- Created by: Robyn Malcolm, with Dianne Taylor.
- Written by: Samuel E. Shore; Dianne Taylor;
- Directed by: Peter Salmon
- Starring: Robyn Malcolm; Peter Mullan; Tara Canton; Ian Blackburn; Elz Carrad;
- Country of origin: New Zealand
- No. of series: 1
- No. of episodes: 6

Production
- Executive producers: Robyn Malcolm; Jason Stephens; Dianne Taylor;
- Producers: Peter Salmon; Helen Bowden; Liz DiFiore;
- Running time: 6 x 45m
- Production companies: Lingo Pictures & Luminous Beast

Original release
- Network: TVNZ
- Release: 29 October – 3 December 2023

= After the Party (TV series) =

New Zealand six-part drama series

After the Party is a New Zealand six-part drama TV series co-created by Robyn Malcolm and Dianne Taylor, directed by Peter Salmon, and starring Robyn Malcolm and Peter Mullan. It aired on TVNZ from 29 October 2023.

==Synopsis==
The story follows, partly through flashbacks, a family crisis that evolves following a drunken party, at which mother and grandmother Penny Wilding sees something which causes her to accuse her husband, Phil, in front of all of the guests, of inappropriate behaviour. The series begins when Phil, after having been overseas for five years, returns to town to see his daughter, Grace, and grandson, Walt.

==Cast==
- Robyn Malcolm as Penny Wilding
- Peter Mullan as Phil MacKenzie
- Tara Canton as Grace MacKenzie
- Ian Blackburn as Ollie
- Elz Carrad as Tom
- Dean O'Gorman as Simon
- Catherine Wilkin as Joy Wilding
- Tanea Heke as Ruth
- Peter Hambleton as Graham

==Production==
Extra funding came from the government in the wake of the COVID-19 pandemic in New Zealand. The series was produced by Lingo Pictures and Luminous Beast, and filmed on location in Wellington, New Zealand.

The series was co-created by Robyn Malcolm with writer Dianne Taylor.

==Release==
After the Party aired on TVNZ from 29 October 2023.

It aired on ABC TV and iview in Australia from 28 April 2024, and the series achieved very good international distribution.

It was aired on Channel 4 in the UK from 20 November 2024.

Malcolm has said that there will not be a second series.

==Reception==
The Spinoff reviewer Duncan Greive called the show "queasy, morally complex and NZ's best TV drama in years... a dark, tense and highly provocative drama which will rattle uneasily around your mind for days".

The Guardian reviewer Luke Buckmaster called Malcolm's acting "one of the greatest performances in any TV show in years".

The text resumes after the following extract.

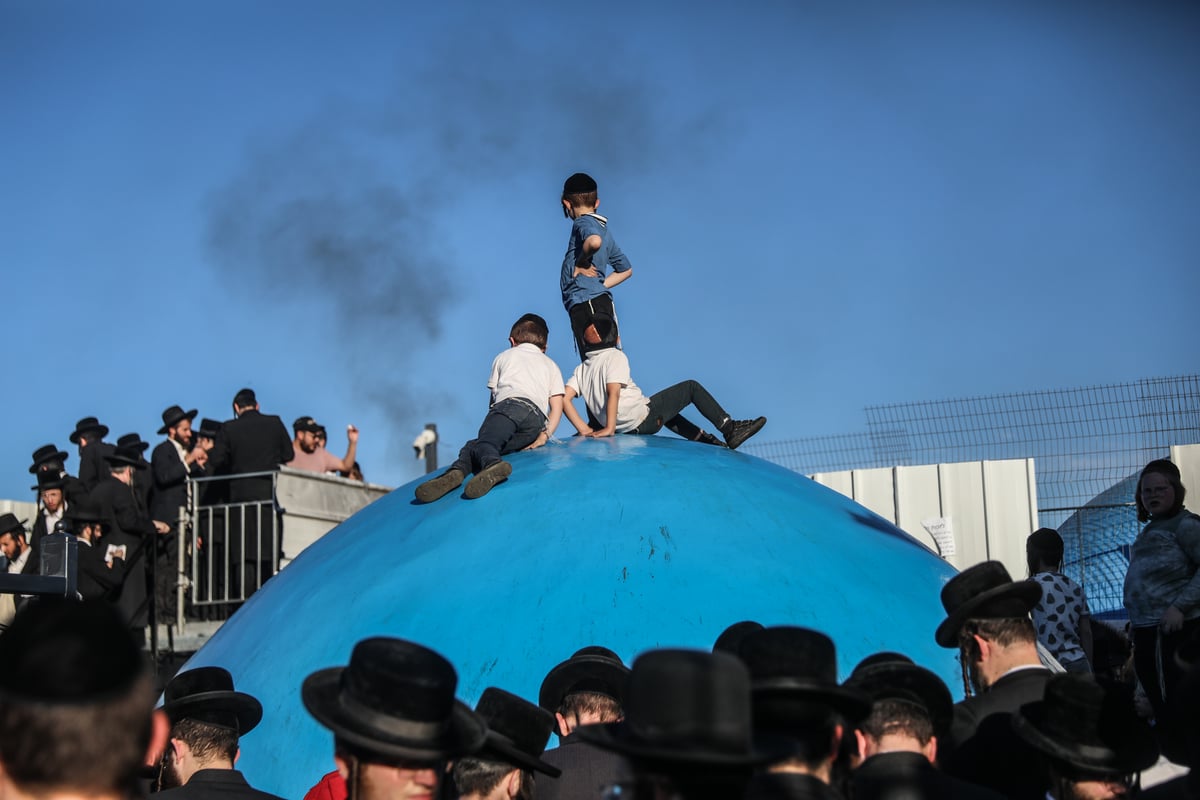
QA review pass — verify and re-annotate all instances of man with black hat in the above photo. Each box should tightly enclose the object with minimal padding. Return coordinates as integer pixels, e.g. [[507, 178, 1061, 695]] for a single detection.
[[533, 645, 632, 800], [67, 416, 114, 492], [935, 561, 1050, 800], [846, 652, 1004, 800], [0, 599, 167, 800], [454, 687, 563, 800], [738, 625, 871, 798], [209, 389, 295, 597], [156, 667, 278, 800], [578, 650, 793, 800], [300, 637, 487, 800], [1013, 674, 1158, 800]]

Kylie Northover of The Sydney Morning Herald gave the series five stars, calling it "what might be the best New Zealand drama ever produced".

==Awards==
Robyn Malcolm won the best actress award at Series Mania, France, for her role in the drama. The show was nominated for Best International Programme at the 2025 British Academy Television Awards.